On 22 Nov 2012, at 12:06 PM, Volker Götz wrote:

> Hi,
> 
> Am 22.11.2012 um 11:42 schrieb Rutledge Shawn:
> 
>> I don't understand either; I thought that frameworks have the advantage of 
>> being shared between applications.  If one application includes Qt 5.0.0 in 
>> the .app bundle and another includes 5.0.1, and you run both of them, does 
>> it mean that you will have duplicates of all the libraries that those apps 
>> need, in memory?  It's bad enough that they will be duplicated on disk, but 
>> I know it's becoming the norm not to worry about that, in exchange for not 
>> having the problems that Windows often does with incompatible DLL versions.  
>> But we guarantee binary compatibility, so shouldn't it be OK for an 
>> application installer to upgrade the system Qt framework at the same time, 
>> the way an application's Windows installer would typically do?  (I'm 
>> referring to ordinary users rather than developers)
> 
> Usually, there are NO application installers on the Mac.
> 
> The regular way is to have application bundles (directories with a certain 
> structure; the name ends on .app and is treated like a single file in the 
> Finder) that contain everything that is needed to run the program, including 
> all libraries and/or frameworks that are not pre-installed on the system. You 
> just put that application binary into a ZIP or (preferrably) a disk image 
> (DMG) and the user just drags and drops the application to a place on the 
> filesystem.

Yeah I know, and that's very convenient, but I've seen installers sometimes 
too.  

We could even offer a way to make it easy for application developers to make 
installers, in order to standardize the Qt framework installation at bit more.  
For example QBS could generate a target to build an installer.  If it will save 
memory on users' systems, it seems like a good thing, right?
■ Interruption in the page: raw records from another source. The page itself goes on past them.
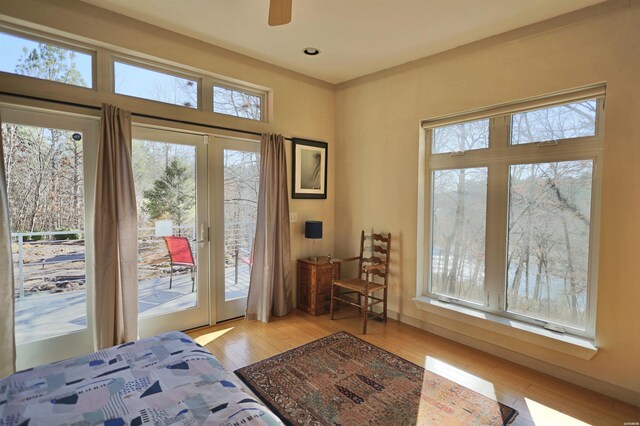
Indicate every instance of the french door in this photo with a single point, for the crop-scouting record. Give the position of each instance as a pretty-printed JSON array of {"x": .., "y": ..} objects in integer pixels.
[
  {"x": 170, "y": 175},
  {"x": 50, "y": 162},
  {"x": 236, "y": 178}
]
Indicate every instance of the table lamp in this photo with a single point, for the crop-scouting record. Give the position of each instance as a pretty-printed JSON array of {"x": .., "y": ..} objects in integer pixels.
[{"x": 313, "y": 230}]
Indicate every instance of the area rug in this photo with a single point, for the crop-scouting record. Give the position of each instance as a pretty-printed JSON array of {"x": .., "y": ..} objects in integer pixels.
[{"x": 343, "y": 380}]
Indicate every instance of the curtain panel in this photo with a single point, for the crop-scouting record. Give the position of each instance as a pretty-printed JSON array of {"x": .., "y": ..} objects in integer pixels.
[
  {"x": 270, "y": 288},
  {"x": 7, "y": 298},
  {"x": 115, "y": 233}
]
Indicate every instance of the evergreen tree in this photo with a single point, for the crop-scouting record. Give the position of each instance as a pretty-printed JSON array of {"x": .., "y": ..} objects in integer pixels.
[{"x": 172, "y": 195}]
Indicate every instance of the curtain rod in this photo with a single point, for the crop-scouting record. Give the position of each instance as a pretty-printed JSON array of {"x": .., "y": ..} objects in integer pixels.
[{"x": 136, "y": 114}]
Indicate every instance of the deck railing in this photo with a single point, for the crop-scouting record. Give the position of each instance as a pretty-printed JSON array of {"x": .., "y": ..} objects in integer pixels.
[{"x": 238, "y": 247}]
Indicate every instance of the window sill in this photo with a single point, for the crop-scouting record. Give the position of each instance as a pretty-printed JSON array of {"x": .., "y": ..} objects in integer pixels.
[{"x": 567, "y": 344}]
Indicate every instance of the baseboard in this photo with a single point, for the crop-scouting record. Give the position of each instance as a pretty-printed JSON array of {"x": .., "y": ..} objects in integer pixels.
[{"x": 596, "y": 385}]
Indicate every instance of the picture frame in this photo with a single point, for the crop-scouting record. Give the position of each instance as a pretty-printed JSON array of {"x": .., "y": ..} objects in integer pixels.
[{"x": 309, "y": 169}]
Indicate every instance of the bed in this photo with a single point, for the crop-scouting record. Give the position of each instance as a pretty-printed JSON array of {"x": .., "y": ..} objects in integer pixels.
[{"x": 165, "y": 379}]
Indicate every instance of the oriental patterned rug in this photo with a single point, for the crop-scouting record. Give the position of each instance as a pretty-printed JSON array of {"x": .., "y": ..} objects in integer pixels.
[{"x": 343, "y": 380}]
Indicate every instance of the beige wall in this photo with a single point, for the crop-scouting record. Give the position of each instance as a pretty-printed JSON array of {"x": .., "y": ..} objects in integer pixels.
[
  {"x": 302, "y": 106},
  {"x": 377, "y": 134}
]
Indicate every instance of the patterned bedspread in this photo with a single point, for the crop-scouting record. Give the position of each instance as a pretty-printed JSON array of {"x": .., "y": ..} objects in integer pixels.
[{"x": 166, "y": 379}]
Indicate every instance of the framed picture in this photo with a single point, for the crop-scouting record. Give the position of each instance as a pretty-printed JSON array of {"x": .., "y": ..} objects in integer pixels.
[{"x": 309, "y": 172}]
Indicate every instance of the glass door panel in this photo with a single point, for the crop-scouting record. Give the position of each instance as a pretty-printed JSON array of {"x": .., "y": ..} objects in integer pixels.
[
  {"x": 48, "y": 161},
  {"x": 170, "y": 177},
  {"x": 238, "y": 164}
]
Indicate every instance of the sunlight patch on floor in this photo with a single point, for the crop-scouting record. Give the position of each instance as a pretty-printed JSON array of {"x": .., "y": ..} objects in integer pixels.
[
  {"x": 461, "y": 377},
  {"x": 205, "y": 339},
  {"x": 543, "y": 415}
]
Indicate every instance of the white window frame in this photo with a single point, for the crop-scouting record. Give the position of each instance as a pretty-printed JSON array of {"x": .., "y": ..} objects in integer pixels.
[
  {"x": 244, "y": 89},
  {"x": 37, "y": 37},
  {"x": 497, "y": 158}
]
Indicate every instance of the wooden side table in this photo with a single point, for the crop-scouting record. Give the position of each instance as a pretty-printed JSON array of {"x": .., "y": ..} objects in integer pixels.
[{"x": 314, "y": 284}]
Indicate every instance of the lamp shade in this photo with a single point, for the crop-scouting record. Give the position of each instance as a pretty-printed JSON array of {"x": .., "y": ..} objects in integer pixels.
[{"x": 313, "y": 229}]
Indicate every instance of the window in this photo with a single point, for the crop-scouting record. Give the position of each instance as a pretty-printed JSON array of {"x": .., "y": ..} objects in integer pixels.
[
  {"x": 45, "y": 60},
  {"x": 525, "y": 175},
  {"x": 461, "y": 137},
  {"x": 132, "y": 80},
  {"x": 458, "y": 236},
  {"x": 237, "y": 103},
  {"x": 568, "y": 121}
]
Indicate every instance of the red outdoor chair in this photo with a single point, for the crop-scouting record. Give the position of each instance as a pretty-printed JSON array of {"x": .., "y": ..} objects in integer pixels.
[{"x": 180, "y": 255}]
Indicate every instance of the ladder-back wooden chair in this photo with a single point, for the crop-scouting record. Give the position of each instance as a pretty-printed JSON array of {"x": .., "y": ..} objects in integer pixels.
[
  {"x": 180, "y": 255},
  {"x": 373, "y": 275}
]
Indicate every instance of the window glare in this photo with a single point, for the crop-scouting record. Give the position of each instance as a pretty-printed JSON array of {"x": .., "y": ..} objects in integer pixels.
[
  {"x": 461, "y": 137},
  {"x": 568, "y": 121},
  {"x": 154, "y": 85},
  {"x": 458, "y": 233},
  {"x": 236, "y": 103},
  {"x": 45, "y": 61}
]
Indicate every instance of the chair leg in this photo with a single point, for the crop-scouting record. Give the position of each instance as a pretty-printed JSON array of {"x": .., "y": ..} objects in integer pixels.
[
  {"x": 385, "y": 304},
  {"x": 365, "y": 314},
  {"x": 331, "y": 304}
]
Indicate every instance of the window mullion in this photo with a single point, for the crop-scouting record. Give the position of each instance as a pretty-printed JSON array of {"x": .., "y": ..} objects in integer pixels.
[
  {"x": 497, "y": 201},
  {"x": 206, "y": 93}
]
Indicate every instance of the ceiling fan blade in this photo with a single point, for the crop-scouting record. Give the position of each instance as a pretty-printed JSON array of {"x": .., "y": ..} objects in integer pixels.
[{"x": 279, "y": 12}]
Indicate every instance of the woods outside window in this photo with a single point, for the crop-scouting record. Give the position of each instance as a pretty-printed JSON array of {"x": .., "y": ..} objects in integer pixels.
[{"x": 512, "y": 199}]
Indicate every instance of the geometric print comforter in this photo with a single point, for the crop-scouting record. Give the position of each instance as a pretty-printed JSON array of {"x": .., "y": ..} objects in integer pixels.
[{"x": 167, "y": 379}]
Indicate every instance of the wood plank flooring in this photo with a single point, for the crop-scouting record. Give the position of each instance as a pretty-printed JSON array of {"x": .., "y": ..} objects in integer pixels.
[{"x": 539, "y": 398}]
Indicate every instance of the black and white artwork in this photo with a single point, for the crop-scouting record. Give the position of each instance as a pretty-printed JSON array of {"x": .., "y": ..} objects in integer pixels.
[{"x": 309, "y": 173}]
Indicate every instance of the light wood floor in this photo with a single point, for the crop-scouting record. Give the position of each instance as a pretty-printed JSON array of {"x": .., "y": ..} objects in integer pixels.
[{"x": 539, "y": 398}]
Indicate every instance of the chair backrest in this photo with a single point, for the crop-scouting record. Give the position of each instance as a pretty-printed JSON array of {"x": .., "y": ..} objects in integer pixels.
[
  {"x": 179, "y": 251},
  {"x": 379, "y": 252}
]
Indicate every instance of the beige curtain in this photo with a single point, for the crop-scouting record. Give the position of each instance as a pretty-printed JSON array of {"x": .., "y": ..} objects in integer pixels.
[
  {"x": 115, "y": 233},
  {"x": 270, "y": 286},
  {"x": 7, "y": 300}
]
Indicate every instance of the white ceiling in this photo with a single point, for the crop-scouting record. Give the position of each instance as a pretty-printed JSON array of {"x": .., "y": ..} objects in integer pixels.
[{"x": 355, "y": 37}]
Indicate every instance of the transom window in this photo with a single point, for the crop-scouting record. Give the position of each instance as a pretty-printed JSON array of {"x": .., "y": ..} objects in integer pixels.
[
  {"x": 512, "y": 210},
  {"x": 237, "y": 102},
  {"x": 45, "y": 60},
  {"x": 155, "y": 85}
]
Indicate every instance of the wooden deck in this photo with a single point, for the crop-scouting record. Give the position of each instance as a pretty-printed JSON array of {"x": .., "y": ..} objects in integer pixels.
[{"x": 45, "y": 315}]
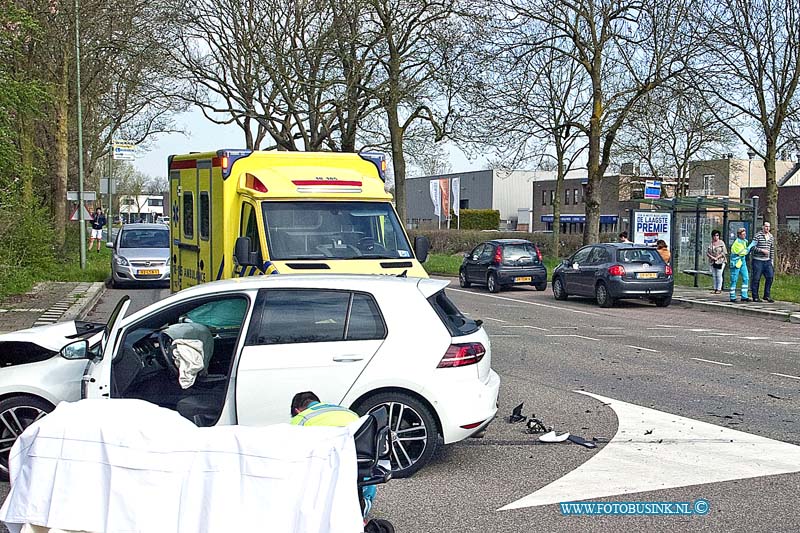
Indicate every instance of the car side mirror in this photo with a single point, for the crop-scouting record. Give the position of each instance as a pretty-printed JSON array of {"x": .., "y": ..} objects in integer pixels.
[
  {"x": 421, "y": 247},
  {"x": 75, "y": 350},
  {"x": 243, "y": 254}
]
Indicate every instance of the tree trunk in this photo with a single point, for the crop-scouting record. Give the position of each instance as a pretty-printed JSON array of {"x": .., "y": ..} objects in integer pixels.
[
  {"x": 61, "y": 154},
  {"x": 771, "y": 206},
  {"x": 557, "y": 200},
  {"x": 398, "y": 160}
]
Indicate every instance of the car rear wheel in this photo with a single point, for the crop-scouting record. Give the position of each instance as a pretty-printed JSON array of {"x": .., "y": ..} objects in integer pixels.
[
  {"x": 558, "y": 289},
  {"x": 16, "y": 414},
  {"x": 663, "y": 302},
  {"x": 491, "y": 282},
  {"x": 414, "y": 430},
  {"x": 603, "y": 297}
]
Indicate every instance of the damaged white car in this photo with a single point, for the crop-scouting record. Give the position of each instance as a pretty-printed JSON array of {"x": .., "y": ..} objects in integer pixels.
[{"x": 34, "y": 379}]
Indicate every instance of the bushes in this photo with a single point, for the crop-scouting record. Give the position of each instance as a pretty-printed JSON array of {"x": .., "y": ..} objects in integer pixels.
[
  {"x": 477, "y": 219},
  {"x": 459, "y": 241}
]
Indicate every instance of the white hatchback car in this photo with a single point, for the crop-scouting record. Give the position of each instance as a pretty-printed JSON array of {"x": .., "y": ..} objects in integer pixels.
[{"x": 359, "y": 341}]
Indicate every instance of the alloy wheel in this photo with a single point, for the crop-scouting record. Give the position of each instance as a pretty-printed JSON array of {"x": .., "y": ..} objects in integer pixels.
[{"x": 409, "y": 435}]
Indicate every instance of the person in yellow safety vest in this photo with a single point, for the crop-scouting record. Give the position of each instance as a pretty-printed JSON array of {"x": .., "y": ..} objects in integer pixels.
[
  {"x": 307, "y": 410},
  {"x": 739, "y": 251}
]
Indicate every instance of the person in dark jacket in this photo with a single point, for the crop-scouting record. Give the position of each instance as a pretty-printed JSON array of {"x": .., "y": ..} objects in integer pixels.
[{"x": 98, "y": 222}]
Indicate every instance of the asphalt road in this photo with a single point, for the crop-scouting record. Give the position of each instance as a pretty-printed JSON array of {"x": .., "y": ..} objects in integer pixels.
[{"x": 684, "y": 362}]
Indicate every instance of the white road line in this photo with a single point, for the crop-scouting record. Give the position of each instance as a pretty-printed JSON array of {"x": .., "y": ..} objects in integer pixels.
[
  {"x": 573, "y": 335},
  {"x": 577, "y": 311},
  {"x": 710, "y": 361},
  {"x": 640, "y": 348},
  {"x": 654, "y": 450},
  {"x": 785, "y": 375}
]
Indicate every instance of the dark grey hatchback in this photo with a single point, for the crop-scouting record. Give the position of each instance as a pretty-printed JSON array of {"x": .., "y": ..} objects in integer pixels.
[
  {"x": 503, "y": 262},
  {"x": 609, "y": 272}
]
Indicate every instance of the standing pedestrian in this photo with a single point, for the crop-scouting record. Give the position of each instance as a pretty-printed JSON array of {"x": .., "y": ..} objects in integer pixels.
[
  {"x": 98, "y": 222},
  {"x": 763, "y": 263},
  {"x": 663, "y": 251},
  {"x": 739, "y": 251},
  {"x": 717, "y": 253}
]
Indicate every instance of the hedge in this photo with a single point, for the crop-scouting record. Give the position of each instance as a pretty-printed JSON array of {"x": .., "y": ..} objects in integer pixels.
[{"x": 477, "y": 219}]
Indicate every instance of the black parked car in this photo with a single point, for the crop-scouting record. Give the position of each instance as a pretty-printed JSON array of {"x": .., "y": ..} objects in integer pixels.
[
  {"x": 504, "y": 262},
  {"x": 609, "y": 272}
]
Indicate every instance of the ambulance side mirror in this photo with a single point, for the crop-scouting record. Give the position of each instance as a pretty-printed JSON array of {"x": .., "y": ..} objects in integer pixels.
[
  {"x": 421, "y": 247},
  {"x": 243, "y": 254}
]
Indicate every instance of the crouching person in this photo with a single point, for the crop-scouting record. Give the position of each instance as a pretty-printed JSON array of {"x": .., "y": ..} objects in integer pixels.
[{"x": 307, "y": 410}]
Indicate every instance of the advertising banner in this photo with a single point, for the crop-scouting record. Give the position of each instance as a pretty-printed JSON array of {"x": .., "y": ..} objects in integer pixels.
[
  {"x": 436, "y": 198},
  {"x": 650, "y": 226}
]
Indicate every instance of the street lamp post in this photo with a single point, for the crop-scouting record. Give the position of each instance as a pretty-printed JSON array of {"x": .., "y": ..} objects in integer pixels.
[{"x": 81, "y": 208}]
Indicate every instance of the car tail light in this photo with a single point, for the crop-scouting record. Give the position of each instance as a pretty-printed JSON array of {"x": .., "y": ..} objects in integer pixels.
[
  {"x": 462, "y": 355},
  {"x": 616, "y": 270}
]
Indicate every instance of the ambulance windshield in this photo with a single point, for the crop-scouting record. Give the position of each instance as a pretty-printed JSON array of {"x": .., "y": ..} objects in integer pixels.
[{"x": 334, "y": 230}]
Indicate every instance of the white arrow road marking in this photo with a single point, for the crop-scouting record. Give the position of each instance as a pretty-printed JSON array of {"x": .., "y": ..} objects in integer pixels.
[{"x": 691, "y": 453}]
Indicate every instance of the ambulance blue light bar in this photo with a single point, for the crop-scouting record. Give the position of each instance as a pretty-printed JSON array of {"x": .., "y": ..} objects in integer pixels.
[
  {"x": 378, "y": 159},
  {"x": 226, "y": 159}
]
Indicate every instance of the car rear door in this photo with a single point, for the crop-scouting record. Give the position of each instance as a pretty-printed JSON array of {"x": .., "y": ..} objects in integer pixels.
[
  {"x": 301, "y": 340},
  {"x": 572, "y": 273}
]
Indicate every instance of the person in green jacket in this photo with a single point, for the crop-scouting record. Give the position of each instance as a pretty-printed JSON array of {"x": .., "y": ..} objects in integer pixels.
[{"x": 739, "y": 250}]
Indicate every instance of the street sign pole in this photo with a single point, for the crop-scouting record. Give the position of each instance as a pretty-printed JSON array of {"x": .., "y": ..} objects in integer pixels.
[{"x": 82, "y": 228}]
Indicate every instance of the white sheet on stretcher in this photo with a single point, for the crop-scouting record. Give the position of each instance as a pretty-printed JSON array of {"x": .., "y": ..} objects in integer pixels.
[{"x": 130, "y": 466}]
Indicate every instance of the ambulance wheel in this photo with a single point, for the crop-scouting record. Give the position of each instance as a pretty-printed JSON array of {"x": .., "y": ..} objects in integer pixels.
[
  {"x": 16, "y": 414},
  {"x": 414, "y": 430}
]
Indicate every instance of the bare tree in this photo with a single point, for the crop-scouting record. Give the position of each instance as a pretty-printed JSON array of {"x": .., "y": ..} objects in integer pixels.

Or maybe an application could install or upgrade the framework the first time 
it is run, and then delete its own copy from inside the .app bundle?  I'm sure 
that's unconventional, but I wonder if it's possible.

> Using frameworks inside an application bundle is possible, but a bit 
> overkill, as one does not need to ship the header files in a release version 
> (it bloats the size of the application bundle too).